[This entry was written on a plane and posted as of the date written]
There's no easy way to say this, and I'm not even sure why I'm addressing this matter in a public forum. My grandmother died Friday. She had a massive stroke on Thursday morning, and died quietly this afternoon. Firey and independent until the end, she was surrounded by family, yet waited until everyone had stepped out for a moment to actually pass.
There is a great sadness within me, yet also a bit of relief. She had been failing for some time, and had lost my grandfather just a few months before. I wasn't there to see her degrade day after day, and I can't even begin to imagine how my cousins, aunt, uncle and mother coped with it. (to say nothing of my grandfather, who watched the woman he'd loved for 60+ years slip away.) Much of my relief is for them.

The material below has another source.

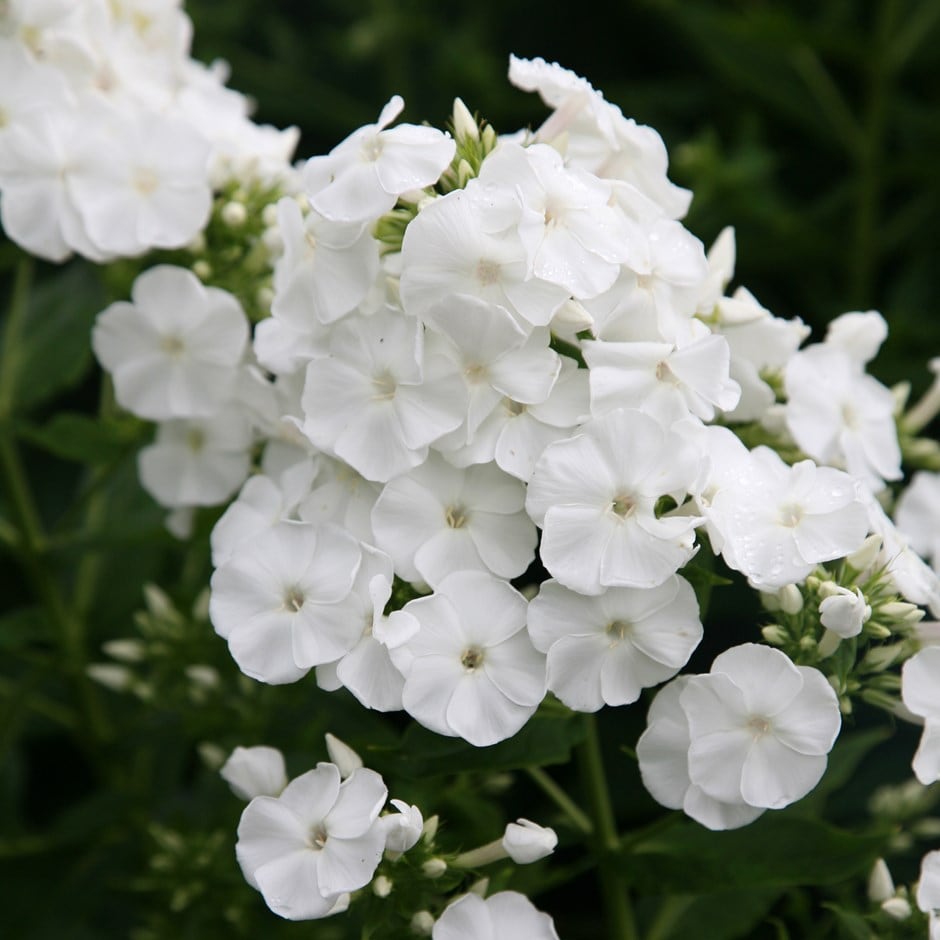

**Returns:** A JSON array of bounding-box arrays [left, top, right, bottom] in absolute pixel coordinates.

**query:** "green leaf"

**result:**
[[18, 413, 146, 465], [389, 710, 586, 778], [802, 726, 893, 807], [645, 887, 781, 940], [4, 262, 106, 413], [623, 814, 888, 895], [0, 606, 53, 650]]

For the past few years, she told everyone that she had lived a full life. She had much to be proud of. She had beautiful children, grandchildren and great-grandchildren, and these were a source of some of the greatest joys in her life. She left us with a great legacy of memories, admonishments, and guidance. I find myself being caught up in those memories lately.
More recently, she'd have darker moments, she'd say that people are living too long and she's just biding her time. She was still proud of the life she lived, but she was living less and less of it and it frustrated her greatly.
This once again calls into question my beliefs as to what happens next. It's easy for me to *take on* her beliefs and say she's playing bridge behind the pearly gates with my grandfather, Edie & Marty (With Craig standing in as a fourth on occasion). The simple answer is that it honors her to think of things that way, but I find myself feeling that's a cop-out. I have some strong convictions about the nature of life and death, but they are abstract. Concrete events make me question them. I think that examining one's convictions & beliefs is a healthy and important thing, but I also wonder at my "convictions" that don't stand up to a significant stress-test.
These are obviously the ravings of a grief-muddled mind. I'm fortunate that MT allows me to put them "below the fold."